EPIDEMIOLOGY

AGE 10% have onset of lesions before age 10, and up to 33% have onset by age 20 years.

GENDER Slight predominance F > M.

PREVALENCE 2% of the world’s population. United States and Canada: 4% to 5% of the population.

RACE Low incidence in Asians, Africans, African Americans, American Indians, and Japanese relative to Caucasians.

OTHER FEATURES Multifactorial inheritance. Minor trauma is a predisposing factor (45% of patients) in eliciting lesions (Koebner’s phenomenon). Infection (particularly streptococcal) also plays a role. Many episodes of psoriasis—and particularly guttate psoriasis— follow sore throats or upper respiratory infections. Stress, cold weather, hypocalcemia, and lack of sunlight exposure aggravate the condition. Certain drugs (lithium, interferon, β-blockers, alcohol, antimalarials, corticosteroid withdrawal, and paradoxically anti-TNFα biologics) can also precipitate psoriasis.

PATHOPHYSIOLOGY

Psoriasis is likely a polygenic disease caused by the inappropriate activation of T cells (the adaptive immune system) as well as abnormal keratinocyte proliferation (the innate immune system). A predominantly T_H1 inflammatory milieu underlies the chronic inflammation of psoriasis. Several cytokines including interferon-α, TNF-α, interleukin 23, and interleukin 17 are known to play critical roles in the initiation and prolongation of the inflammation in psoriasis that drives T-cell recruitment and increased keratinocyte proliferation.

HISTORY

ONSET OF LESIONS Usually slowly over the course of months but may be sudden as in acute guttate psoriasis and generalized pustular psoriasis (von Zumbusch).

SKIN SYMPTOMS Pruritus is reasonably common, especially in scalp and anogenital psoriasis.

CONSTITUTIONAL SYMPTOMS In 5% of cases, psoriasis can be associated with arthritis, fever, and/or an “acute illness” syndrome (weakness, chills, fever) with generalized erythroderma.

PHYSICAL EXAMINATION

Skin Findings

TYPE Well-delineated, erythematous, thickened plaques with a characteristic silvery-white scale (Fig. 4-1A). Removal of scale results in the appearance of miniscule blood droplets (Auspitz sign).

COLOR Salmon pink to red.

SIZE Can range from pinpoint 1-mm papules to large 20- to 30-cm plaques.

SHAPE Round, oval, polycyclic, or annular. Lesions may take on sharply geometric shapes when arising in sites of trauma or repeated pressure (Koebner’s phenomenon).

DISTRIBUTION Localized (e.g., elbows), regional (e.g., scalp), generalized (e.g., guttate psoriasis or erythroderma). Often symmetrically distributed over the body.

SITES OF PREDILECTION Favors elbows (Fig. 4-1B), knees, facial region, scalp, and intertriginous areas (axillae, inguinal folds, intergluteal cleft).

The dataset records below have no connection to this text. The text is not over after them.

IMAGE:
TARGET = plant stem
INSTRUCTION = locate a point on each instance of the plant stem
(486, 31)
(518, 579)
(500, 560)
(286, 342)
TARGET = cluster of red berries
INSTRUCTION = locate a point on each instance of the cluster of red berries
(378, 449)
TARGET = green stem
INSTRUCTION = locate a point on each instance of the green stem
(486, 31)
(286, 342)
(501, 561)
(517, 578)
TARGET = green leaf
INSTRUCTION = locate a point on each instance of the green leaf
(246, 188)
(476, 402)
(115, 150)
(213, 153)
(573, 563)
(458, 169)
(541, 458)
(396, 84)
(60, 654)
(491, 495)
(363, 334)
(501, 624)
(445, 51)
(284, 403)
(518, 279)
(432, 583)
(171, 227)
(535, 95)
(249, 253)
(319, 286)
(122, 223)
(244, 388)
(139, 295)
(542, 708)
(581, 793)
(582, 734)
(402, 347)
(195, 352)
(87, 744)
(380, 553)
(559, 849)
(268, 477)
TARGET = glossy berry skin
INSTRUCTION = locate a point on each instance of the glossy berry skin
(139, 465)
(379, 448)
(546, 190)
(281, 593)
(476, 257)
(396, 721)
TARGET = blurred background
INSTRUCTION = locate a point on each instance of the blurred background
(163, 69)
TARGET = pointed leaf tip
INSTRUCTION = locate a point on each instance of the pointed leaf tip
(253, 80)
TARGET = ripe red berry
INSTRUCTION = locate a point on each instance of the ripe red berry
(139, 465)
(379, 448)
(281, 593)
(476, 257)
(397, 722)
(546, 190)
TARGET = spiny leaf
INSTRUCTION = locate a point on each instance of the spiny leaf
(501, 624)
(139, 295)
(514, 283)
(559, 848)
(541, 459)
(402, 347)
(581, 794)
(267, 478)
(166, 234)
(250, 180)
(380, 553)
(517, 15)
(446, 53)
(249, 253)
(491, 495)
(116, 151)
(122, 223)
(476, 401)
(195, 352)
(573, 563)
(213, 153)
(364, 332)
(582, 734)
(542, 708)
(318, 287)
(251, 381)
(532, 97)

OTHER Scalp involvement is common (Fig. 4-1C), with predilection for the occiput. Hair loss (alopecia) is not a common feature even with severe scalp involvement. Fingernails and toenails are sometimes involved. Nail changes include pitting, subungual hyperkeratosis, onycholysis, and yellow spots under the nail plate “oil spot” (Fig. 4-1D).

General Findings

Psoriatic arthritis is rare before age 40 and occurs in 5% to 30% of the patients with skin findings. Arthritis may be mono- and symmetric oligoarthritis of the DIPs and PIPs, arthritis exclusively of the DIPs, rheumatoid arthritis-like in medium-sized joints (PIP, MCP, wrists, ankles, and elbows), arthritis mutilans with severe joint destruction or spondylitis, and sacroiliitis. Children with psoriasis are more likely to be obese.

DIFFERENTIAL DIAGNOSIS

Psoriasis may be confused with seborrheic dermatitis. The two entities may be indistinguishable and often an overlap, so-called sebopsoriasis presentation can be seen. Psoriasis must also be distinguished from atopic dermatitis, lichen simplex chronicus, pityriasis rosea, tinea corporis, contact dermatitis, psoriasiform drug eruptions (such as from β-blockers, gold, and methyldopa), and cutaneous T-cell lymphoma.

LABORATORY EXAMINATIONS

DERMATOPATHOLOGY Skin biopsy reveals (1) epidermal hyperplasia with thinning of the suprapapillary plates and elongation of the rete ridges; (2) increased mitosis of keratinocytes, fibroblasts, and endothelial cells; (3) parakeratotic hyperkeratosis (nuclei retained in the stratum corneum); and (4) inflammatory cells in the dermis (usually lymphocytes and monocytes) and in the epidermis (polymorphonuclear cells), forming microabscesses of Munro in the stratum corneum.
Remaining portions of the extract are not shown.